Wednesday 26 June 2019

Obituary: Paul Darrow

Actor cherished by science fiction fans for his role as the sardonic anti-hero Avon in 'Blake's 7'

Humour: Actor Paul Darrow as Kerr Avon in 'Blake's 7'
Humour: Actor Paul Darrow as Kerr Avon in 'Blake's 7'
Independent.ie Newsdesk

Independent.ie Newsdesk

Paul Darrow, who has died aged 78, was hero to a legion of science fiction fans when he played Kerr Avon, the self-interested, cynical computer expert aboard the spacecraft Liberator, in the cult television series Blake's 7 from 1978 to 1981.
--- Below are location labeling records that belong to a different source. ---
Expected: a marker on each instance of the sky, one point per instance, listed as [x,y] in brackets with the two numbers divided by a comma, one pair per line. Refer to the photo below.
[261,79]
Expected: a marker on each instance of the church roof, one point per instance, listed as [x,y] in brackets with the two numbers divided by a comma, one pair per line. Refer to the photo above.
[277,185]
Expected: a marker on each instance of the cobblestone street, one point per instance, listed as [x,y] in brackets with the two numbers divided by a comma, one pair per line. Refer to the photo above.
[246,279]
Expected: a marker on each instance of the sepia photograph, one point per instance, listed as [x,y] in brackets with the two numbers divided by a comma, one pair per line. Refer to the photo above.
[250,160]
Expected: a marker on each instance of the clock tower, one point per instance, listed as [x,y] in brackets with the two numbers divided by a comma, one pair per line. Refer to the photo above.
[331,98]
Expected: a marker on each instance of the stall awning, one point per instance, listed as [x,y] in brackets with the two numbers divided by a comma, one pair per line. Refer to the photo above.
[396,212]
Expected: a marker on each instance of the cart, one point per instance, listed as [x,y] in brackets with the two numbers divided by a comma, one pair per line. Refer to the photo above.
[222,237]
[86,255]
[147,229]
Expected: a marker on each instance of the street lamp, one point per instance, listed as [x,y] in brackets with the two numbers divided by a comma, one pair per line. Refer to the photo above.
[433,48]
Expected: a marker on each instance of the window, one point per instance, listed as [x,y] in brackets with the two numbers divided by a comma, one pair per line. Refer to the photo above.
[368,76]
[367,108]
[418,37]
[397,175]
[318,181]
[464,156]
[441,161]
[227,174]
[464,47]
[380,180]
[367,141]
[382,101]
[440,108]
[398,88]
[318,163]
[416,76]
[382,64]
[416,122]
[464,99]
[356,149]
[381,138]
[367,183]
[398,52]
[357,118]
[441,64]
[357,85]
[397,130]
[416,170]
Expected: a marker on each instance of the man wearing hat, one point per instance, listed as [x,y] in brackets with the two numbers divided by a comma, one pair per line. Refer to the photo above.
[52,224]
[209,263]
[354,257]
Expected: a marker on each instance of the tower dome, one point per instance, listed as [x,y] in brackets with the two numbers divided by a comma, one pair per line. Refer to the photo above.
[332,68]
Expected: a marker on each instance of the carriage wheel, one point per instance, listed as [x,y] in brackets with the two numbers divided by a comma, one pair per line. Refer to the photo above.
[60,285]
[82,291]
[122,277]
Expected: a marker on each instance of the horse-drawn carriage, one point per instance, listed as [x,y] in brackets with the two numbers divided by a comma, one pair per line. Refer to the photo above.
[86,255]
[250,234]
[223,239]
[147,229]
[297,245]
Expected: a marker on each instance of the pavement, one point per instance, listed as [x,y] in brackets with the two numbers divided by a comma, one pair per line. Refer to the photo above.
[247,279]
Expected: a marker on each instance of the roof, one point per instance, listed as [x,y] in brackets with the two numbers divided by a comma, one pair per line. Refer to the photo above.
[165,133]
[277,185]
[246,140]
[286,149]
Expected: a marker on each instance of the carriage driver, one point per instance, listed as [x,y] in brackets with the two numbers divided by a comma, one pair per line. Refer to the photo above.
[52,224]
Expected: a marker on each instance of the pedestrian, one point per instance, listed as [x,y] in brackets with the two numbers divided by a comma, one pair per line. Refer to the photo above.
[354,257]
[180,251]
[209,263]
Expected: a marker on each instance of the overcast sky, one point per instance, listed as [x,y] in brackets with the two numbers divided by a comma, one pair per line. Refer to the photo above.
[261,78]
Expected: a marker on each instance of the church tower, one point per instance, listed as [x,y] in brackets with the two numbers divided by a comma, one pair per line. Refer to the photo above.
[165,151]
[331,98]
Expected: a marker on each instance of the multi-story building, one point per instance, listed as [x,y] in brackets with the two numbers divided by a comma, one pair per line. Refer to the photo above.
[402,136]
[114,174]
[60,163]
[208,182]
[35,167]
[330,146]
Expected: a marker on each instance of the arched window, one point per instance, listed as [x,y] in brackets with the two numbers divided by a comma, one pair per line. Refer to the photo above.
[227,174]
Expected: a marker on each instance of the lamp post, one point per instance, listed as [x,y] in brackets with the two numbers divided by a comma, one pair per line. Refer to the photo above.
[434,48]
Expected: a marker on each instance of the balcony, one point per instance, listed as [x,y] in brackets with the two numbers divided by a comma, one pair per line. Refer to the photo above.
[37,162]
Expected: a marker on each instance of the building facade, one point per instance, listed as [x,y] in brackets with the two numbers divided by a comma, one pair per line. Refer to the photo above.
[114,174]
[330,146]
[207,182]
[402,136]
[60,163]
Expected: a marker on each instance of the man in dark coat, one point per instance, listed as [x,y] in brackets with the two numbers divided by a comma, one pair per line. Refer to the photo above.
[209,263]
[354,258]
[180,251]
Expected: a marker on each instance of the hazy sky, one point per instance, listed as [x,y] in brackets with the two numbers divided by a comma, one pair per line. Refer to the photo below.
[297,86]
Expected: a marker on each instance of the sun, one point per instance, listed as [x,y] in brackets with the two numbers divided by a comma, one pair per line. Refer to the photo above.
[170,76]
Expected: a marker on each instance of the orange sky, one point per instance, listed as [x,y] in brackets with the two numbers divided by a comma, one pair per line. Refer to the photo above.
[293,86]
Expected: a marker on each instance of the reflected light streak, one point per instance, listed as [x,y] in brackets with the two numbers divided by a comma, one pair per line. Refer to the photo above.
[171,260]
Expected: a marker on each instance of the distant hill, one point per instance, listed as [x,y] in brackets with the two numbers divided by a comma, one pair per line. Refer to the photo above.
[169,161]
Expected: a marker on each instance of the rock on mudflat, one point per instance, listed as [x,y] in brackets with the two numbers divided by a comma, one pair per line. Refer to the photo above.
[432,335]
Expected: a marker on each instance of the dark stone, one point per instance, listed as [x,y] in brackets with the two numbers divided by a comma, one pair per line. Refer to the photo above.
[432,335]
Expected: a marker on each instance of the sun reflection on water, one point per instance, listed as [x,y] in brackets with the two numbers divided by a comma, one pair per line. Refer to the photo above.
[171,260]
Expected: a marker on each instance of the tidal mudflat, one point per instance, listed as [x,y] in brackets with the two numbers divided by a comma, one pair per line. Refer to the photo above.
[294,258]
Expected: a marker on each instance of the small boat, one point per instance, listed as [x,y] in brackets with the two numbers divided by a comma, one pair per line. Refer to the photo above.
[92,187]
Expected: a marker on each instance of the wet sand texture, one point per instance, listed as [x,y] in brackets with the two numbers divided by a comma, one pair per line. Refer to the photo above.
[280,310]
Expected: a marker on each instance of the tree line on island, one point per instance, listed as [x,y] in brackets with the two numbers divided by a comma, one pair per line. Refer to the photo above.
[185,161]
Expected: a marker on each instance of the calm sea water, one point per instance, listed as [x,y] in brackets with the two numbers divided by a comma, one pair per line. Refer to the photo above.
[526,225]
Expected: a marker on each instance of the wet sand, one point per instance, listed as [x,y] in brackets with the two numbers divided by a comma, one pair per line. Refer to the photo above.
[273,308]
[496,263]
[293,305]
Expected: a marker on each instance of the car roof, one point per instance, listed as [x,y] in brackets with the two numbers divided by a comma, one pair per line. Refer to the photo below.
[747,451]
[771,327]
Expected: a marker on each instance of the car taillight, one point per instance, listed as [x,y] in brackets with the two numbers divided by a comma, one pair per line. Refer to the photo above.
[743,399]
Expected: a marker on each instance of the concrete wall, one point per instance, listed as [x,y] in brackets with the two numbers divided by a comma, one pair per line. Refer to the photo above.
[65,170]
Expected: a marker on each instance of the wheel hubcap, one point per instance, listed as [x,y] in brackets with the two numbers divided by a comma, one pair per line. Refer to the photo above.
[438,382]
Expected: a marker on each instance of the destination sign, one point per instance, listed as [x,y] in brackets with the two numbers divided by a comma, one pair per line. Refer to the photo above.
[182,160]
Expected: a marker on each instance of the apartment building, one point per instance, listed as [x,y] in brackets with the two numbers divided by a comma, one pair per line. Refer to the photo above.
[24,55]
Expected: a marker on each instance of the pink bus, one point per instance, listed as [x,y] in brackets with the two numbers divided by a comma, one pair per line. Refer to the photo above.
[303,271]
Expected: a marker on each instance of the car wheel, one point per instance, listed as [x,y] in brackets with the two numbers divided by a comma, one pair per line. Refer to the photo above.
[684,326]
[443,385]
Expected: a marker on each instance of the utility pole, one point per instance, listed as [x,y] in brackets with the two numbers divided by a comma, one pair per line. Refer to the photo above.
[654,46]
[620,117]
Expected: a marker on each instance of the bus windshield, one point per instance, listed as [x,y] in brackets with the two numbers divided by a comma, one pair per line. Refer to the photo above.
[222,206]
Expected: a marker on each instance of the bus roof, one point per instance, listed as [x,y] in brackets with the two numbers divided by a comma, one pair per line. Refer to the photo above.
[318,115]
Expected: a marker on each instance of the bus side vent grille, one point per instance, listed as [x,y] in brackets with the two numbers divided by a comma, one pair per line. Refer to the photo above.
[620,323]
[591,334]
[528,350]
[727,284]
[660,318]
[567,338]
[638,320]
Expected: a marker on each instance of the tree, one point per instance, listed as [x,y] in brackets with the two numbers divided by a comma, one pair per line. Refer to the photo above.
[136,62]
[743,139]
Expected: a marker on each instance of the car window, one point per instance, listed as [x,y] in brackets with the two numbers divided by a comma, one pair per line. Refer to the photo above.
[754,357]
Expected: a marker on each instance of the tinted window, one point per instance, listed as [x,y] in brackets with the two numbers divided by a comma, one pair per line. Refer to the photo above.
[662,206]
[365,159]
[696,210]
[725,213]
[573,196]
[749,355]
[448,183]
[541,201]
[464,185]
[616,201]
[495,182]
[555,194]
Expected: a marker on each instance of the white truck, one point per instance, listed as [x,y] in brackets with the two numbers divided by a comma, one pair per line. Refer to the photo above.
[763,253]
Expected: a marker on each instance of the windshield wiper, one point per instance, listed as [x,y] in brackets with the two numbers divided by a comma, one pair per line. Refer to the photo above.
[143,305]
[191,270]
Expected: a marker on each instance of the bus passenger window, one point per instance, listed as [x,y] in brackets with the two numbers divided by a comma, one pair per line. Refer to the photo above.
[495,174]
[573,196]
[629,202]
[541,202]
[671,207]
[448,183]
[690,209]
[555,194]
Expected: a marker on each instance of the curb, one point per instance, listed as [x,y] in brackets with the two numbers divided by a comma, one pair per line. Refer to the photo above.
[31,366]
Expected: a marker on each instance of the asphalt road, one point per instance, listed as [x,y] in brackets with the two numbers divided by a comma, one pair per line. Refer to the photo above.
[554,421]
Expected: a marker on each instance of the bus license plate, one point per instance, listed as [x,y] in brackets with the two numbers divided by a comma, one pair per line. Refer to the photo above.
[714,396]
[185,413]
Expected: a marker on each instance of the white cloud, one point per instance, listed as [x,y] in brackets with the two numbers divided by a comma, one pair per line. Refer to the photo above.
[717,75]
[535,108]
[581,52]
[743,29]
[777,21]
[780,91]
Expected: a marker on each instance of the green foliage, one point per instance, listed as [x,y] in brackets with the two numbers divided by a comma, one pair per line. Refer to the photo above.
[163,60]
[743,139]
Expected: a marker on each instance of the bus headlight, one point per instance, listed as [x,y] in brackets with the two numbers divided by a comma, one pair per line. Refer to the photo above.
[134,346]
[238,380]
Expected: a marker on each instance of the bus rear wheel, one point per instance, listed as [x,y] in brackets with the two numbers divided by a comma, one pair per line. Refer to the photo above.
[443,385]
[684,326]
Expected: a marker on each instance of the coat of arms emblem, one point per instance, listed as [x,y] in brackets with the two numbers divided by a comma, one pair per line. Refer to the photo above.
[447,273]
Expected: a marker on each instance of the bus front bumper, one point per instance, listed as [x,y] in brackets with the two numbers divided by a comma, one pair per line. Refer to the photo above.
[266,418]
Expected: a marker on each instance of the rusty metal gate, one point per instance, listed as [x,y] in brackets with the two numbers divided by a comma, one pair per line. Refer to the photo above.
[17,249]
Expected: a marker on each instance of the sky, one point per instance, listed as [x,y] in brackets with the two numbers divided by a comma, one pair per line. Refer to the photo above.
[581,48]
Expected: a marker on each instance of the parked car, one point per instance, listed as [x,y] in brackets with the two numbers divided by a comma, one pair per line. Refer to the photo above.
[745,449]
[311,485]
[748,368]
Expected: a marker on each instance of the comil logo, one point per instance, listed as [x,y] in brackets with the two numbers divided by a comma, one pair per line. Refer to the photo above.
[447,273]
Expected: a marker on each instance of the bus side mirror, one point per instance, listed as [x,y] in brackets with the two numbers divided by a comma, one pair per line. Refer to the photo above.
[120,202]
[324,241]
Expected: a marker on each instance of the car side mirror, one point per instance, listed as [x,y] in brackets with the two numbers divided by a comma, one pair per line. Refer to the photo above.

The space opera's story of a motley group of outlaw revolutionaries fighting the fascistic Terran Federation "in the second century of the third calendar" furthered the theme of dictatorship seen in writer Terry Nation's earlier creation for science-fiction television, the Daleks in Doctor Who. He conceived Blake's 7 as a darker version of that mainstay of the small screen.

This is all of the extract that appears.